Phoneme Segmentation Using Self-Supervised Speech Models
Luke Strgar and David Harwath
Accepted to Spoken Language Technology (SLT) Workshop 2022
We apply transfer learning to the task of phoneme segmentation and demonstrate the utility of representations learned in self-supervised pre-training for the task. Our model extends transformer-style encoders with strategically placed convolutions that manipulate features learned in pre-training. Using the TIMIT and Buckeye corpora we train and test the model in the supervised and unsupervised settings. The latter case is accomplished by furnishing a noisy label-set with the predictions of a separate model, it having been trained in an unsupervised fashion.
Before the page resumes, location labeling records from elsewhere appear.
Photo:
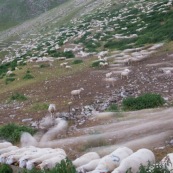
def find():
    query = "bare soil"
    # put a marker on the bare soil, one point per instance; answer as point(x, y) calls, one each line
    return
point(150, 128)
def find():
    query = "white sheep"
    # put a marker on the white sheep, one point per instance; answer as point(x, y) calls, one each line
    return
point(52, 109)
point(84, 159)
point(27, 139)
point(76, 92)
point(46, 122)
point(89, 166)
point(60, 127)
point(51, 163)
point(125, 73)
point(8, 149)
point(108, 75)
point(5, 144)
point(168, 162)
point(113, 160)
point(135, 160)
point(110, 81)
point(34, 162)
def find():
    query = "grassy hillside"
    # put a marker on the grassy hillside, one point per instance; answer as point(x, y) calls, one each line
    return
point(17, 11)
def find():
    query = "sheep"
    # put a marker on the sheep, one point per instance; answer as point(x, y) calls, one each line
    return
point(5, 144)
point(31, 163)
point(125, 73)
point(61, 126)
point(76, 92)
point(111, 81)
point(142, 156)
point(46, 122)
point(27, 139)
point(52, 109)
point(51, 163)
point(168, 162)
point(113, 160)
point(89, 166)
point(84, 159)
point(45, 151)
point(8, 149)
point(108, 75)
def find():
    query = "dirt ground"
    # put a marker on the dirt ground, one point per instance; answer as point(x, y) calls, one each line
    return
point(138, 129)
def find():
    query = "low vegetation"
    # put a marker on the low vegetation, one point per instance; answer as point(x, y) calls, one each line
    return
point(112, 108)
point(5, 169)
point(12, 132)
point(77, 61)
point(143, 102)
point(18, 97)
point(65, 166)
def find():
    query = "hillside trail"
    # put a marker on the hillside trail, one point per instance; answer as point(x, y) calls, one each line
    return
point(140, 129)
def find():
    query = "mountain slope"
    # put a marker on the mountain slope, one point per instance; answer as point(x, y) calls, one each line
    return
point(17, 11)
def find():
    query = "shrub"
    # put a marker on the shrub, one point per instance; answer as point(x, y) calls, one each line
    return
point(112, 108)
point(12, 132)
point(96, 63)
point(5, 169)
point(28, 76)
point(44, 65)
point(65, 166)
point(18, 96)
point(77, 61)
point(142, 102)
point(9, 79)
point(40, 106)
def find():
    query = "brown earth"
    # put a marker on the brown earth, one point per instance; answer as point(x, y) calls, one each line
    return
point(132, 129)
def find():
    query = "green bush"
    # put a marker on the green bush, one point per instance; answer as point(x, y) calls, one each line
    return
point(28, 76)
point(5, 169)
point(40, 106)
point(143, 102)
point(19, 97)
point(9, 80)
point(65, 166)
point(96, 63)
point(44, 65)
point(12, 132)
point(77, 61)
point(112, 108)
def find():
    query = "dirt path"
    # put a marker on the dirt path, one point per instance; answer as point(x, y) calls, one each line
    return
point(148, 128)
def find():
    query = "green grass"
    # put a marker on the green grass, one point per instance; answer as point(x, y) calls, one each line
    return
point(4, 168)
point(145, 101)
point(112, 108)
point(40, 106)
point(12, 132)
point(18, 96)
point(77, 61)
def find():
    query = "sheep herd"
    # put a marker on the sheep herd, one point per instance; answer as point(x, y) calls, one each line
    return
point(119, 161)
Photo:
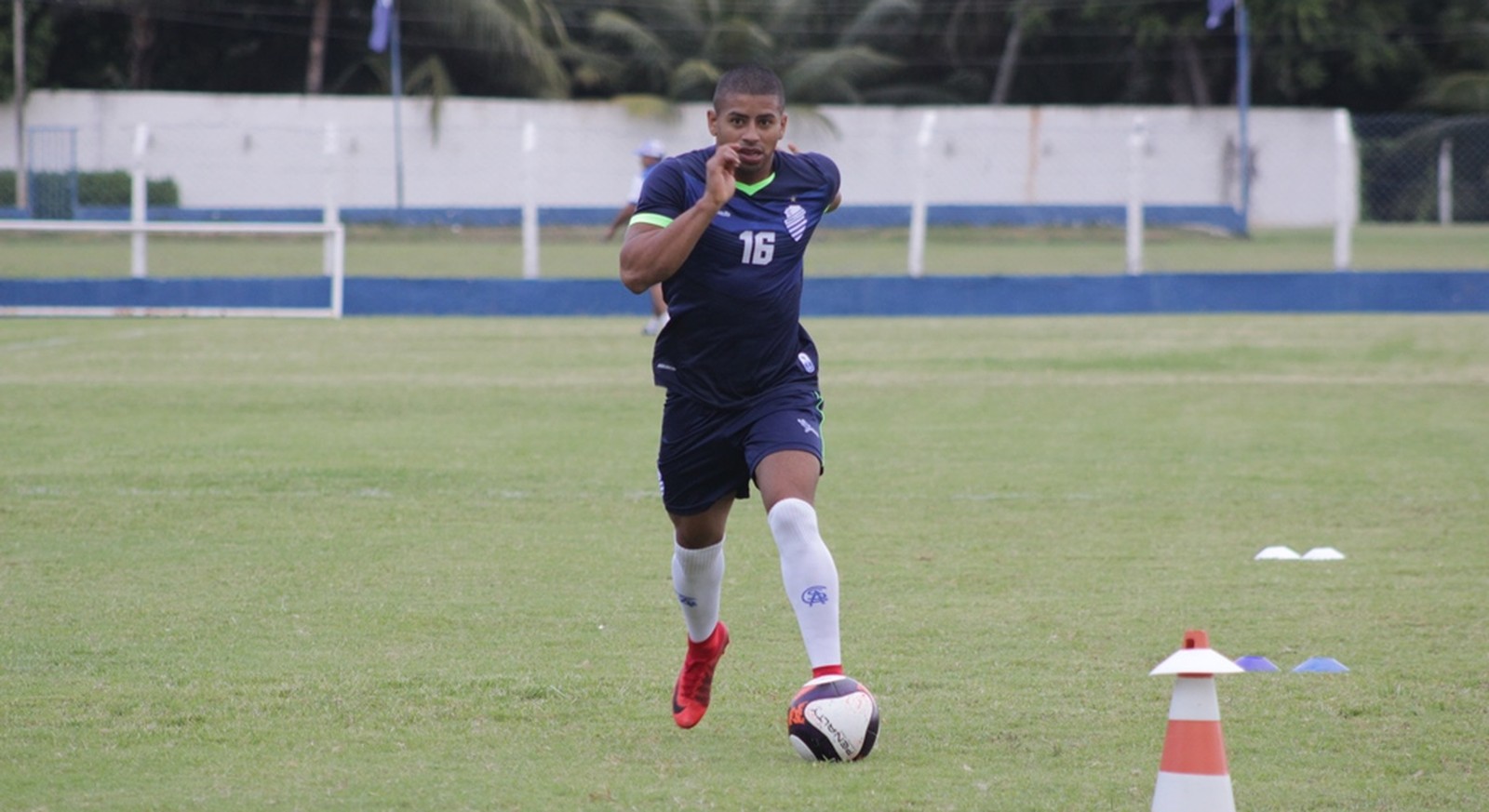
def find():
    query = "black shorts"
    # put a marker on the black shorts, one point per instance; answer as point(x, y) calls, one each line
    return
point(707, 452)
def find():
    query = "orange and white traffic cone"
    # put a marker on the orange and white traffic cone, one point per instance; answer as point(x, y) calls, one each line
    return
point(1193, 775)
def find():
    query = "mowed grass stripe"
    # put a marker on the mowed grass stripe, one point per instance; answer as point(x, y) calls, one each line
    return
point(421, 564)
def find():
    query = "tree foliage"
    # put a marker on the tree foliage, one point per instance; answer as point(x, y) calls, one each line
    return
point(1369, 55)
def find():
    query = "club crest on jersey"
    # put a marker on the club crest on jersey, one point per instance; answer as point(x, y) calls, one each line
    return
point(796, 220)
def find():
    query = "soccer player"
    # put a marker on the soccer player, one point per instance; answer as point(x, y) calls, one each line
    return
point(650, 155)
point(724, 230)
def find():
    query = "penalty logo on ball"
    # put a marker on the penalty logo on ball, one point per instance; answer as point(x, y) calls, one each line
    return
point(833, 719)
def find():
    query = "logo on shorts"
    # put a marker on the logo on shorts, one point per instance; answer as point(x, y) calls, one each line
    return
point(815, 595)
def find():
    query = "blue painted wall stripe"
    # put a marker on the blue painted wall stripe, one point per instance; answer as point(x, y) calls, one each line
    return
point(848, 218)
point(1154, 293)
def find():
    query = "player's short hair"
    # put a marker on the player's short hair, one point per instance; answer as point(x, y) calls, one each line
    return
point(749, 81)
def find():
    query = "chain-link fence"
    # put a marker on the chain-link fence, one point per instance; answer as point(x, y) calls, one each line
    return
point(1424, 168)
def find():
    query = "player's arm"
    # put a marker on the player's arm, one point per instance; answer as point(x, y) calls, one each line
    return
point(652, 253)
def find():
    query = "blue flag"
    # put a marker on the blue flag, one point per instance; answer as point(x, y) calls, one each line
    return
point(1218, 9)
point(382, 22)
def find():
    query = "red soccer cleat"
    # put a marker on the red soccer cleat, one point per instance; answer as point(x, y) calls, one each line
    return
point(690, 698)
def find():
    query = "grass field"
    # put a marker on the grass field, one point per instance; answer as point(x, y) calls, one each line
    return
point(581, 253)
point(421, 564)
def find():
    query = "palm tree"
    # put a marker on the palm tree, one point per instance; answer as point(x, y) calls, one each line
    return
point(316, 60)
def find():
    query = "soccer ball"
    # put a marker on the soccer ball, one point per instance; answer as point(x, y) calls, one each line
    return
point(833, 719)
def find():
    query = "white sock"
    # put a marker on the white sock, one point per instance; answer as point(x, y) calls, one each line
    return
point(697, 576)
point(811, 578)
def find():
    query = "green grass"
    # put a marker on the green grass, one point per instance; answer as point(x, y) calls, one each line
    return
point(581, 253)
point(421, 564)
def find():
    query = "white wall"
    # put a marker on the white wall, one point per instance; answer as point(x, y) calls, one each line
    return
point(268, 151)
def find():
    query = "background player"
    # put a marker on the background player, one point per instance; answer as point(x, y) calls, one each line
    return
point(724, 230)
point(650, 155)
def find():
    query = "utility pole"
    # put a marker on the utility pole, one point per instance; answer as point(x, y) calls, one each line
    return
point(19, 34)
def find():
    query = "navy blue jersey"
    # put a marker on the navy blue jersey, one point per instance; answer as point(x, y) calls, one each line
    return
point(736, 300)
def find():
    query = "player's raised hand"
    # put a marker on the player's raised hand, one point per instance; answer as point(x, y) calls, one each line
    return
point(721, 174)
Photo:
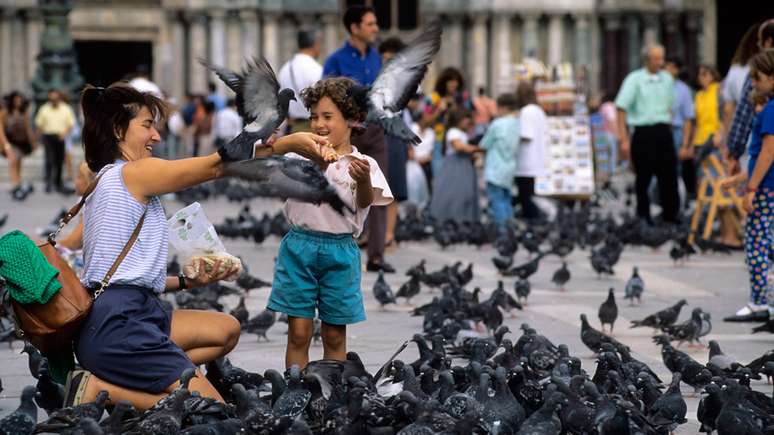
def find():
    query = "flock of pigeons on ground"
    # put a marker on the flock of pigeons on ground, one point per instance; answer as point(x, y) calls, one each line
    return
point(472, 375)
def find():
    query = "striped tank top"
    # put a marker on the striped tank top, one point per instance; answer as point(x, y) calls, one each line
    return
point(109, 218)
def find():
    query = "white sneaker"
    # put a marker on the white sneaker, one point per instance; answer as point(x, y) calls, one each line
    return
point(751, 308)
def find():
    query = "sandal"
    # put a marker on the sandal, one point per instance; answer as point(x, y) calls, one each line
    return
point(75, 387)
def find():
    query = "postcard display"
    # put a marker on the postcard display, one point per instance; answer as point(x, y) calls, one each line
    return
point(569, 159)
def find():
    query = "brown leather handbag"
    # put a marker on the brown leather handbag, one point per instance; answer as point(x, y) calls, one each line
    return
point(53, 325)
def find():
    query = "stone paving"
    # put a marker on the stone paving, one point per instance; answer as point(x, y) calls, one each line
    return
point(715, 282)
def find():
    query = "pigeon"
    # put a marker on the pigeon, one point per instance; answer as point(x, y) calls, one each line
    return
point(397, 82)
point(382, 291)
point(409, 289)
point(687, 331)
point(668, 411)
point(260, 102)
point(661, 319)
point(634, 287)
point(525, 270)
point(283, 177)
point(522, 288)
point(24, 418)
point(561, 276)
point(261, 323)
point(608, 311)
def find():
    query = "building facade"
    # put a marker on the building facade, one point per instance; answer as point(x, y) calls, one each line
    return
point(484, 38)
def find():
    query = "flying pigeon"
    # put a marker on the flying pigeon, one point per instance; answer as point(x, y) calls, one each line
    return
point(260, 102)
point(283, 177)
point(397, 82)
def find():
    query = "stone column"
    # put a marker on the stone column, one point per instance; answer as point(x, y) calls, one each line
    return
point(582, 38)
point(612, 71)
point(555, 39)
point(32, 42)
point(500, 71)
point(529, 31)
point(633, 43)
point(452, 44)
point(271, 39)
point(251, 29)
point(479, 51)
point(217, 55)
point(233, 42)
point(175, 68)
point(652, 28)
point(197, 48)
point(6, 59)
point(595, 53)
point(692, 25)
point(331, 41)
point(709, 37)
point(162, 55)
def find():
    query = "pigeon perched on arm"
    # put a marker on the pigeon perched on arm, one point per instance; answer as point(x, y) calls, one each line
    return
point(397, 82)
point(283, 177)
point(260, 102)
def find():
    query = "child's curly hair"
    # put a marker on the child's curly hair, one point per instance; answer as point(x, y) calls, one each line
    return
point(338, 89)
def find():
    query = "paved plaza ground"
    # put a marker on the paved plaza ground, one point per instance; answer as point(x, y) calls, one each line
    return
point(715, 282)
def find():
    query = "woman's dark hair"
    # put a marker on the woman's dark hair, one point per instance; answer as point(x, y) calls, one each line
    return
point(340, 91)
point(106, 116)
point(448, 74)
point(354, 15)
point(525, 94)
point(455, 115)
point(747, 47)
point(712, 70)
point(762, 63)
point(9, 101)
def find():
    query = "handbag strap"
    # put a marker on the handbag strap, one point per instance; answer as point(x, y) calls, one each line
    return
point(121, 256)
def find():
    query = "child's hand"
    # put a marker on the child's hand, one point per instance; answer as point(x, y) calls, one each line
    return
point(747, 204)
point(360, 171)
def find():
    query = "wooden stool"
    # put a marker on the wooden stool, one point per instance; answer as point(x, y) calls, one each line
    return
point(711, 194)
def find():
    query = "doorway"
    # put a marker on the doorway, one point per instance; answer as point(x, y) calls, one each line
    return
point(104, 62)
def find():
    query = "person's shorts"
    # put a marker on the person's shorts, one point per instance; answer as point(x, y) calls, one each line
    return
point(125, 341)
point(318, 272)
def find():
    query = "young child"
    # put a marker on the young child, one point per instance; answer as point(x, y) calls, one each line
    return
point(318, 265)
point(455, 188)
point(501, 143)
point(759, 192)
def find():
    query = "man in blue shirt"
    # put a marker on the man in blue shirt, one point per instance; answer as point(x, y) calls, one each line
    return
point(358, 60)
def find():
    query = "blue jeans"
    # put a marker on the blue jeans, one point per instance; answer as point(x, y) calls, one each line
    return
point(500, 208)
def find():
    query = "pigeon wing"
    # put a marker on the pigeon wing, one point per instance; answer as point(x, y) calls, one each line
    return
point(259, 91)
point(399, 80)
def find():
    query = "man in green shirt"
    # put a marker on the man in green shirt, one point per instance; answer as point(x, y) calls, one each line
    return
point(644, 102)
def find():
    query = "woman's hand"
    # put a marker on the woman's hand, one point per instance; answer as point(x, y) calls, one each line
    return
point(309, 145)
point(748, 204)
point(217, 273)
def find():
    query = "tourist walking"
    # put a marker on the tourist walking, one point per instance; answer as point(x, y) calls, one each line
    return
point(644, 102)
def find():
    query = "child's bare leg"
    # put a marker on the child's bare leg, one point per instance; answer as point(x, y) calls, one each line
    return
point(334, 341)
point(299, 338)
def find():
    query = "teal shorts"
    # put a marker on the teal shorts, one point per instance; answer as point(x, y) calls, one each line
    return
point(318, 271)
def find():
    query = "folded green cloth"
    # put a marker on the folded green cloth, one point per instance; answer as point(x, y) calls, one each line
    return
point(29, 276)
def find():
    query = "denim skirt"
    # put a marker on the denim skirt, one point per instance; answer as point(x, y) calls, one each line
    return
point(125, 341)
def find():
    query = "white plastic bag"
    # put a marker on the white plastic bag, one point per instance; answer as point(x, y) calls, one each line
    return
point(195, 240)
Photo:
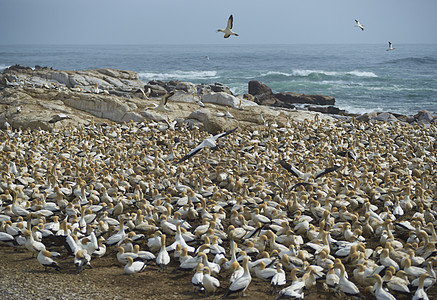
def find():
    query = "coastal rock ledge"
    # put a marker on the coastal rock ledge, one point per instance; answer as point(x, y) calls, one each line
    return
point(44, 98)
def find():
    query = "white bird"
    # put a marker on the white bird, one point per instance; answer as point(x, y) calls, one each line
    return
point(227, 31)
point(242, 282)
point(357, 24)
point(163, 102)
point(162, 259)
point(133, 267)
point(44, 257)
point(208, 142)
point(197, 279)
point(390, 47)
point(420, 293)
point(210, 283)
point(380, 292)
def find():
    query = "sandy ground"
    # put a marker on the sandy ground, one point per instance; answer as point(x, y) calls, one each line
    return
point(22, 277)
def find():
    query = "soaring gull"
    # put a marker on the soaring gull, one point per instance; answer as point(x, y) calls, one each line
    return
point(227, 31)
point(357, 24)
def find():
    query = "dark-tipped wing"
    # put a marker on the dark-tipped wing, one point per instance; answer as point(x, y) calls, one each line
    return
point(230, 22)
point(217, 136)
point(166, 96)
point(189, 154)
point(327, 170)
point(289, 167)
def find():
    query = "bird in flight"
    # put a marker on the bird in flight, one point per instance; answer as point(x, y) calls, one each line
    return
point(390, 47)
point(227, 31)
point(305, 176)
point(359, 25)
point(208, 142)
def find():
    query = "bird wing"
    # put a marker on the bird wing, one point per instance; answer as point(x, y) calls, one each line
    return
point(217, 136)
point(326, 171)
point(230, 23)
point(166, 96)
point(191, 153)
point(290, 168)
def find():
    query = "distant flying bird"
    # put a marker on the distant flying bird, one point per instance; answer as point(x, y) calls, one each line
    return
point(208, 142)
point(357, 24)
point(228, 32)
point(390, 47)
point(306, 176)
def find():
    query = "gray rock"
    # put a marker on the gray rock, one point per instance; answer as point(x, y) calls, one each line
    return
point(424, 116)
point(385, 116)
point(293, 98)
point(221, 98)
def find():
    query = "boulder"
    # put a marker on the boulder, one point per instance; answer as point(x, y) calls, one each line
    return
point(424, 116)
point(155, 90)
point(326, 109)
point(385, 116)
point(107, 107)
point(187, 87)
point(293, 98)
point(259, 88)
point(221, 98)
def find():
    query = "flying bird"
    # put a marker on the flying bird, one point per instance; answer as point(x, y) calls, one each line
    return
point(357, 24)
point(306, 176)
point(390, 47)
point(208, 142)
point(227, 31)
point(163, 102)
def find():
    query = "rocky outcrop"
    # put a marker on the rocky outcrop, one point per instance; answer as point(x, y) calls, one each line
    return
point(105, 79)
point(48, 99)
point(295, 98)
point(264, 95)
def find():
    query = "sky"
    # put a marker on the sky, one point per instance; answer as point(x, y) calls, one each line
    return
point(196, 21)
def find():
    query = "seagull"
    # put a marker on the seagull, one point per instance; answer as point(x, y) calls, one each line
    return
point(306, 176)
point(357, 24)
point(390, 47)
point(163, 102)
point(228, 32)
point(208, 142)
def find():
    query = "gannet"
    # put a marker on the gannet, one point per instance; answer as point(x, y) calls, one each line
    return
point(133, 267)
point(227, 31)
point(44, 257)
point(163, 102)
point(210, 283)
point(390, 47)
point(420, 293)
point(242, 282)
point(162, 259)
point(208, 142)
point(197, 279)
point(357, 24)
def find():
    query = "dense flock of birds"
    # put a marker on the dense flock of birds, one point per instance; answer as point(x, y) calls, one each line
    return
point(341, 205)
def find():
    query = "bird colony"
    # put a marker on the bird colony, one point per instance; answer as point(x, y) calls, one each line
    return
point(342, 206)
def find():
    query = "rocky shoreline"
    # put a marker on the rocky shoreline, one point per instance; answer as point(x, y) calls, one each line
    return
point(44, 98)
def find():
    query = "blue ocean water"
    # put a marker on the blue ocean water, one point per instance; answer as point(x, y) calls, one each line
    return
point(362, 78)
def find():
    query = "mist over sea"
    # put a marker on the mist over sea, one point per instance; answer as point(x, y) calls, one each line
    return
point(362, 78)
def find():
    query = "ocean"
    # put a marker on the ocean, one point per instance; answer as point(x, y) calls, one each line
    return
point(362, 78)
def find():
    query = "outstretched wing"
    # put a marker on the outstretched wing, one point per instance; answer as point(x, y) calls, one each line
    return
point(327, 170)
point(217, 136)
point(289, 168)
point(230, 22)
point(166, 96)
point(189, 154)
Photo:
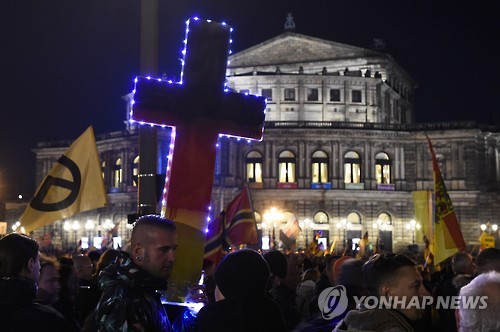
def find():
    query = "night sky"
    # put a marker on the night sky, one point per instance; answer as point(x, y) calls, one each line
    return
point(65, 64)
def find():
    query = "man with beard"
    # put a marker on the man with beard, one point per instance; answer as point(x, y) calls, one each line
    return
point(130, 301)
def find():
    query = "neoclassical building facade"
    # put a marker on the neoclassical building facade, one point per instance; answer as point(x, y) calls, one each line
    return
point(341, 151)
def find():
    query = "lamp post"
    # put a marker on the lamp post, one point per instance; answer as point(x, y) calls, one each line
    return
point(17, 228)
point(75, 227)
point(67, 228)
point(412, 225)
point(344, 225)
point(89, 226)
point(273, 216)
point(305, 225)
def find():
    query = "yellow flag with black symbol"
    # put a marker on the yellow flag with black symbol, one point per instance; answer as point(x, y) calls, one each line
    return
point(74, 184)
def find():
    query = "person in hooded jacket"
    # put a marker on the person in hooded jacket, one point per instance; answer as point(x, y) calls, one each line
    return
point(129, 300)
point(241, 301)
point(19, 274)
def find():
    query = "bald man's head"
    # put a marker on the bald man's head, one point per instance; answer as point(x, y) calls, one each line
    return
point(153, 245)
point(147, 224)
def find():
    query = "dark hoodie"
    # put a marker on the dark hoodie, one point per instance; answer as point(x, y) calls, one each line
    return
point(20, 313)
point(130, 300)
point(376, 320)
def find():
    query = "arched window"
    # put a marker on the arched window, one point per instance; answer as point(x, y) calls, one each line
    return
point(320, 217)
point(135, 172)
point(382, 168)
point(286, 165)
point(354, 218)
point(383, 222)
point(352, 167)
point(117, 173)
point(254, 166)
point(103, 168)
point(319, 161)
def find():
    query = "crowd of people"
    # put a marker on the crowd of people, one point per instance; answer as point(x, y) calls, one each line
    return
point(246, 291)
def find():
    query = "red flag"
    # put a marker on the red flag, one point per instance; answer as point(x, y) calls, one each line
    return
point(214, 250)
point(239, 222)
point(448, 238)
point(236, 225)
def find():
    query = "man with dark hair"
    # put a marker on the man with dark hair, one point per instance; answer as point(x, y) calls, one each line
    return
point(393, 278)
point(488, 260)
point(485, 289)
point(19, 274)
point(130, 301)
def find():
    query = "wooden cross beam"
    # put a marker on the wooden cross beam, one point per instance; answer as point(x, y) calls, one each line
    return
point(200, 108)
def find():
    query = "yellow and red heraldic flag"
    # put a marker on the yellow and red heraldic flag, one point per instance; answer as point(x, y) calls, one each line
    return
point(448, 238)
point(74, 184)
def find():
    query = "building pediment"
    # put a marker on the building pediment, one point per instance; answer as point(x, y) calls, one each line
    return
point(291, 47)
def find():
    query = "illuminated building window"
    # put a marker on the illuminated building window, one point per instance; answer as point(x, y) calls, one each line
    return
point(254, 166)
point(356, 96)
point(384, 220)
point(268, 93)
point(352, 167)
point(312, 95)
point(354, 218)
point(289, 94)
point(382, 168)
point(334, 94)
point(286, 165)
point(441, 159)
point(135, 172)
point(319, 162)
point(117, 173)
point(320, 217)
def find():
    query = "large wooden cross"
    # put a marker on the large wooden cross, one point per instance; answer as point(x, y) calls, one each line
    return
point(200, 108)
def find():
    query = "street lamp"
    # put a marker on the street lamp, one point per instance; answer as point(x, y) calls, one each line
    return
point(273, 216)
point(89, 226)
point(67, 228)
point(412, 225)
point(76, 227)
point(344, 225)
point(305, 225)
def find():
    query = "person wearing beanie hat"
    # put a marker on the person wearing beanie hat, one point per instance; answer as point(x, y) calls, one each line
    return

Results indicate our model eclipses previous state-of-the-art performance in both settings and on both datasets. Finally, following observations during published code review and attempts to reproduce past segmentation results, we find a need to disambiguate the definition and implementation of widely-used evaluation metrics. We resolve this ambiguity by delineating two distinct evaluation schemes and describing their nuances.
If you find our paper or this code useful, kindly consider citing our work:
@misc{strgar2022phoneme,
title={Phoneme Segmentation Using Self-Supervised Speech Models},
author={Luke Strgar and David Harwath},
year={2022},
eprint={2211.01461},
archivePrefix={arXiv},
primaryClass={eess.AS}
}
git clone --recurse-submodules [email protected]:lstrgar/self-supervised-phone-segmentation.git phone-seg
Now checkout the correct fairseq submodule branch:
cd phone-seg/fairseq
git checkout lvs
cd ..
conda create --name phone-seg
conda activate phone-seg
conda install python=3.9.5
pip install ./fairseq
pip install -r requirements.txt
wav2vec2.0 and HuBERT checkpoints are available via fairseq at the following links. Download these models and place in a new folder titled checkpoints
.
wav2vec2.0
- Follow this link
- Select the download link where the "Model" column reads "Wav2Vec 2.0 Base", the "Finetuning" column reads "No finetuning", and the "Dataset" is "Librispeech"
- For reference, we downloaded these models from this README page at git hash
edb25c6
- If for some reason you are unable to obtain the model checkpoint according to the above steps you may also try to download it directly from here
HuBERT
- Follow this link
- Select the download link where the "Model" column reads "HuBERT Base (~95M params)", the "Finetuning Dataset" column reads "No finetuning (Pretrained Model)", and the "Pretraining Data" is " Librispeech 960 hr"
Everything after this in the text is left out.